In the early fall, a neonatal nurse n a large metropolitan hospital became ill with a cough and fever. His physician believed he had seasonal allergies and so treated him with cough suppressant, antihistamines, and aerosol steroids. He returned to work in the hospital’s nursery.
Three weeks later, his condition had worsened; his symptoms were complicated by shortness of breath and bloody sputum. Upon further questioning, his physician noted that he was working in the United States on a work visa and was a native of South Africa. He had a positive skin test for tuberculosis (TB) but had always believed this was his body’s natural reaction to the TB vaccine he had received as a child. His chest X-ray films in the past had always been clear of infection.

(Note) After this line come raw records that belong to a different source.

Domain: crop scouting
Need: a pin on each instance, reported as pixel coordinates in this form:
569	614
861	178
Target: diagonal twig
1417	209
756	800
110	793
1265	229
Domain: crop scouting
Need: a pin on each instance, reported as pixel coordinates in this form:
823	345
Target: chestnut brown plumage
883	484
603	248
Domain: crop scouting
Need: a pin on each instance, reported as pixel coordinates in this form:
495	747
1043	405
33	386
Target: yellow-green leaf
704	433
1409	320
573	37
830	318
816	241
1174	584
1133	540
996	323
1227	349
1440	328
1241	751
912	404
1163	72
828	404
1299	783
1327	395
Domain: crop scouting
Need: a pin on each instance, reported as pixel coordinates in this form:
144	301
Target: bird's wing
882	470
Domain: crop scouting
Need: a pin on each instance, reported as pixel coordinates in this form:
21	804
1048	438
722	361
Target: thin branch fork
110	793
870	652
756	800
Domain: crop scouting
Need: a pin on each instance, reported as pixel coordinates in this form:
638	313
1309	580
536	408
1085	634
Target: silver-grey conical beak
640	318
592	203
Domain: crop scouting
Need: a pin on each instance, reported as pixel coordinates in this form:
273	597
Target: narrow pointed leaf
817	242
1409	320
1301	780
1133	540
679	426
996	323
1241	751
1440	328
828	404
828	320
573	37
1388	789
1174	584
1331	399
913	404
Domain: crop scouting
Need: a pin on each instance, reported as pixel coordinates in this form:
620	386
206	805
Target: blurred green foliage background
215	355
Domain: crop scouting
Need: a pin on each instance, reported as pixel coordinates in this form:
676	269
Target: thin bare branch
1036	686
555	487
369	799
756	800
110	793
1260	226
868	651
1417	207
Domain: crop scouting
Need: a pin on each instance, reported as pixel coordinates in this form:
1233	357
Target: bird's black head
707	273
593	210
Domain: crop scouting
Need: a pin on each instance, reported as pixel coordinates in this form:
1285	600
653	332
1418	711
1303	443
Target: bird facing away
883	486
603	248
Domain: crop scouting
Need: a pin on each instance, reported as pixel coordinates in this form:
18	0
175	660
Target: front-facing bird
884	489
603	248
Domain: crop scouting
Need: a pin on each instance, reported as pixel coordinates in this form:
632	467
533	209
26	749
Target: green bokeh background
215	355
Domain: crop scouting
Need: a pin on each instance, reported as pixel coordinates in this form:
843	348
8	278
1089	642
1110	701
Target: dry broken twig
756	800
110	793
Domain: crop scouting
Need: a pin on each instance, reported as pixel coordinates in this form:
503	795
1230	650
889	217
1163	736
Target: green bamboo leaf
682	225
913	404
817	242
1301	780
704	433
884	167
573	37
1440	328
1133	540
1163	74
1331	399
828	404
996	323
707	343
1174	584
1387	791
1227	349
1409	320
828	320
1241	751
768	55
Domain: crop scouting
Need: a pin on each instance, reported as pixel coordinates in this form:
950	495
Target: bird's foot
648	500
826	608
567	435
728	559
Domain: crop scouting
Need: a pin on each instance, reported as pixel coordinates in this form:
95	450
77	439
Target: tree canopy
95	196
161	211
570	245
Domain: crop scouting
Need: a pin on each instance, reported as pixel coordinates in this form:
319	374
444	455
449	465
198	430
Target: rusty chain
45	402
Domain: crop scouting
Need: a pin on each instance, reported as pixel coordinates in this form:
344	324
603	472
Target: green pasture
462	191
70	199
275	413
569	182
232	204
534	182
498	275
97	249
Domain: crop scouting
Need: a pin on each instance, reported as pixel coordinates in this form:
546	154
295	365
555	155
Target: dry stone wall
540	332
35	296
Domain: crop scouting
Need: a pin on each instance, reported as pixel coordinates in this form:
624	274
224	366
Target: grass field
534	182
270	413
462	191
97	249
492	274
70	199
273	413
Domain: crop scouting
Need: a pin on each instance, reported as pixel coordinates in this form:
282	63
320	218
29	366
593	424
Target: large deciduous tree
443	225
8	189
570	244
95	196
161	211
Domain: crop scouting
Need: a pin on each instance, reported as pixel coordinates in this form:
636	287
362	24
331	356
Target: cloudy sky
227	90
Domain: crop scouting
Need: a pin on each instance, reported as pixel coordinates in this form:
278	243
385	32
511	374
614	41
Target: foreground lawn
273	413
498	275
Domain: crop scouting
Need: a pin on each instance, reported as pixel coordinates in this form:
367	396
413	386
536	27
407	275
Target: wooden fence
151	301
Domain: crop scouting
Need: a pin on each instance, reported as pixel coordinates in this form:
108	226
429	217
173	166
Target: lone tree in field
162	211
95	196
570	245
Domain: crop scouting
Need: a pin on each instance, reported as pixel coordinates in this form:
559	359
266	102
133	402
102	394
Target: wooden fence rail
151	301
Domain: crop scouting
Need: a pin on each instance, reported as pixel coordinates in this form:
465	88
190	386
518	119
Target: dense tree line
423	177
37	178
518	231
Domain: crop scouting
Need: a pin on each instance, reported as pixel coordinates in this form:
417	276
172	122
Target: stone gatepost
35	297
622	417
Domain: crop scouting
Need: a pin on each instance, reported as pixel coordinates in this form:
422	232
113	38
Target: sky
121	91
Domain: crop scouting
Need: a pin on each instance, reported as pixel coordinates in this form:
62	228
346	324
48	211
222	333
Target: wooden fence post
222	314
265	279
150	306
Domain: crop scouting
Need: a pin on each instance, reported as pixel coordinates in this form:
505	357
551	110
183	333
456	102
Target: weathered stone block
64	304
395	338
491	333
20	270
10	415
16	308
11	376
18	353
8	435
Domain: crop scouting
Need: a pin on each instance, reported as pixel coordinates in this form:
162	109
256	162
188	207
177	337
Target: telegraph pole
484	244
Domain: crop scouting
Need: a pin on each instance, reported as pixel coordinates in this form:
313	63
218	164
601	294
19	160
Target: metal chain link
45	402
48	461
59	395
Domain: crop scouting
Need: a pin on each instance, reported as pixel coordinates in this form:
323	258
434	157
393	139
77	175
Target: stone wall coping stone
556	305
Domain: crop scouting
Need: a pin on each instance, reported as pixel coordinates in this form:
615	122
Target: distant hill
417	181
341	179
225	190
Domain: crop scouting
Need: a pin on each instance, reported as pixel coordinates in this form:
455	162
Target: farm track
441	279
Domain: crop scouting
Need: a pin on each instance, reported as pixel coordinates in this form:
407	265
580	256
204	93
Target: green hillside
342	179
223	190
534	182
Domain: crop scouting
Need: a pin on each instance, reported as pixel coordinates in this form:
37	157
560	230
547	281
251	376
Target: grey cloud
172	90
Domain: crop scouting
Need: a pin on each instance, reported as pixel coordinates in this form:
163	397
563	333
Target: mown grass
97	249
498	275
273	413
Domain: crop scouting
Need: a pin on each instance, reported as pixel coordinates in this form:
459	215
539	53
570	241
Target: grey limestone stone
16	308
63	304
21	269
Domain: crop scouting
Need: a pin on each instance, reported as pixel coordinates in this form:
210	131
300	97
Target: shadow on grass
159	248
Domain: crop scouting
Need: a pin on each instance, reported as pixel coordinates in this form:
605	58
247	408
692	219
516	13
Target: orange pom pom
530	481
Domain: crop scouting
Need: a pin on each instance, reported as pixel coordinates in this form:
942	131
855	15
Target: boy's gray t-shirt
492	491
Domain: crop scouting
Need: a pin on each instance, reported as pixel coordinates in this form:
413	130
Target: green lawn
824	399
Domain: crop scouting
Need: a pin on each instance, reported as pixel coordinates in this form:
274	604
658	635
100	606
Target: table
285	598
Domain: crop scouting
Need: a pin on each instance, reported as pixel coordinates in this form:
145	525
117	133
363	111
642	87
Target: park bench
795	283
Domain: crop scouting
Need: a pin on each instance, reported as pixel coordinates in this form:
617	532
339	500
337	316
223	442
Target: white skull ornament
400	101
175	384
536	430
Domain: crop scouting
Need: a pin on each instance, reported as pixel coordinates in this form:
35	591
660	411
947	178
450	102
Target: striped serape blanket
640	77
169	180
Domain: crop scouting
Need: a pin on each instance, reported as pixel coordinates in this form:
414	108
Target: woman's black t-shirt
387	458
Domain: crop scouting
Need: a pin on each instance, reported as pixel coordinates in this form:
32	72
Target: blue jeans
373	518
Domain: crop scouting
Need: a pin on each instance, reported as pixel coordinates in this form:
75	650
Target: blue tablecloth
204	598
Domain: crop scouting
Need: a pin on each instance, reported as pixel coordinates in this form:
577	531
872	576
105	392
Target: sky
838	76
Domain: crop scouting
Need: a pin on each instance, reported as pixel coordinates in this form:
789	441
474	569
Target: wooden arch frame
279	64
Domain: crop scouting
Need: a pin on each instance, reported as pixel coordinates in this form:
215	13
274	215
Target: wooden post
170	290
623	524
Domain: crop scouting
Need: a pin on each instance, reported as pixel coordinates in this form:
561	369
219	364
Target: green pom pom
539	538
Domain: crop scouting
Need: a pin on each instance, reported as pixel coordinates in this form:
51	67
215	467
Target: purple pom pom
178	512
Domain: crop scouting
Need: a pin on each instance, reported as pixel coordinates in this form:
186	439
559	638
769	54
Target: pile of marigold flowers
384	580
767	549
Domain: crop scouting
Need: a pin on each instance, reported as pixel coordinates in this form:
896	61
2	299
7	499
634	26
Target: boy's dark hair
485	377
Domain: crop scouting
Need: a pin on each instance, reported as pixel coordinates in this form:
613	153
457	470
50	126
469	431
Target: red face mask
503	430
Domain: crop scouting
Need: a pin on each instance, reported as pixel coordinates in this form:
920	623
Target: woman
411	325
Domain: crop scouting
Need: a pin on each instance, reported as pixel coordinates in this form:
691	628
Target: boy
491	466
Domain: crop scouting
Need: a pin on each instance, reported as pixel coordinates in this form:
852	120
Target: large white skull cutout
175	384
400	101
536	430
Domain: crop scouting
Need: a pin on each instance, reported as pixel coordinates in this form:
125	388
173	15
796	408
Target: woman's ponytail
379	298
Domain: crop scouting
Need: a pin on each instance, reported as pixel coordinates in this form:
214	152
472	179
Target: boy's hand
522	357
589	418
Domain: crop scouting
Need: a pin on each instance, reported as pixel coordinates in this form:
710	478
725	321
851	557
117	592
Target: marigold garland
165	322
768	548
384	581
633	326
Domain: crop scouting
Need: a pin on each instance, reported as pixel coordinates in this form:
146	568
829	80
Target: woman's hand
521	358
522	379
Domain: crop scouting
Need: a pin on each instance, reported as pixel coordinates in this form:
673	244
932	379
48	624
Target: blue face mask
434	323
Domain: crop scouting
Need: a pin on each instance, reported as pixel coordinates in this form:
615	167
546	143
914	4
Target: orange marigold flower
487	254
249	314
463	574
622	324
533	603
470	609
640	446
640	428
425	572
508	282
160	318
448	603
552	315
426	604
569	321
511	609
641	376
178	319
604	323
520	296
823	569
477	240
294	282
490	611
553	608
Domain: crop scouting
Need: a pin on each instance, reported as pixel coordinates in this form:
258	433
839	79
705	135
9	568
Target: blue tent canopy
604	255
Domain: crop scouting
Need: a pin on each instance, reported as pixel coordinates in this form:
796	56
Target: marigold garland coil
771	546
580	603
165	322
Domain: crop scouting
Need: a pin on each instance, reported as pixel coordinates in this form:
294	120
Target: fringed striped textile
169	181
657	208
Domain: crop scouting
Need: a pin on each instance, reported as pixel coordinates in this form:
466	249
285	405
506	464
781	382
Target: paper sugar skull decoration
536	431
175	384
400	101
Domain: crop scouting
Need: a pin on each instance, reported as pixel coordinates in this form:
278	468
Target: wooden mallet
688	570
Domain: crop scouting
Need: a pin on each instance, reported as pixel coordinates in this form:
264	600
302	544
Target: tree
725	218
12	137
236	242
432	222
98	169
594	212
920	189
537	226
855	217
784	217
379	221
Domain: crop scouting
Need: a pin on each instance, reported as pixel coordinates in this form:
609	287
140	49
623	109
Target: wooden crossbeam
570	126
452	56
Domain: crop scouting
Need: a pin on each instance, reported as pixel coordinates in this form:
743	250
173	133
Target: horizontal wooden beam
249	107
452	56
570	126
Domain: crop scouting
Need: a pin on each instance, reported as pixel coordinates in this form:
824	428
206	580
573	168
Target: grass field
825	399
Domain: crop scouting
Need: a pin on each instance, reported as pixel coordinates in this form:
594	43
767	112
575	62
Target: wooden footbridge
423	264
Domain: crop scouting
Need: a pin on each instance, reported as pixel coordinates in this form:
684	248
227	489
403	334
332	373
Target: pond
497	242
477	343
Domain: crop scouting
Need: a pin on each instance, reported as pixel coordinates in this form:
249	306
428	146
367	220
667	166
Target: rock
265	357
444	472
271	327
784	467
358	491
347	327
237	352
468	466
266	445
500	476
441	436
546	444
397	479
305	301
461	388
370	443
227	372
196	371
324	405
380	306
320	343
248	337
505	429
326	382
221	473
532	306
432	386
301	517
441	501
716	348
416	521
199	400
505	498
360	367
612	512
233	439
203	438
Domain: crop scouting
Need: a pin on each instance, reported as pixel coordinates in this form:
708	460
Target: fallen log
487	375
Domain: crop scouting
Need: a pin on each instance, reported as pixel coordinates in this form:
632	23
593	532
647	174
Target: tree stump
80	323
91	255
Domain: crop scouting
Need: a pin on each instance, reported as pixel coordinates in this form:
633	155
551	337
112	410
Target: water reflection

This time, however, his sputum smear tested positive for acid-fast bacilli. He was diagnosed with active tuberculosis and began a standard drug regimen for TB. He was restricted from work and placed in respiratory isolation for six weeks, but during the three weeks that he had continued to work in the nursery, he exposed over 900 obstetric patients, including 620 newborns, to TB, an airborne infectious disease.
- 1. How can private physicians quickly assess their clients for the possibility of an infectious disease?
- 2. What policies should be in place at hospitals to protect patients from exposure to infectious staff members?
- 3. How could doctors’ offices improve public knowledge and protect the public from tuberculosis and other infectious diseases?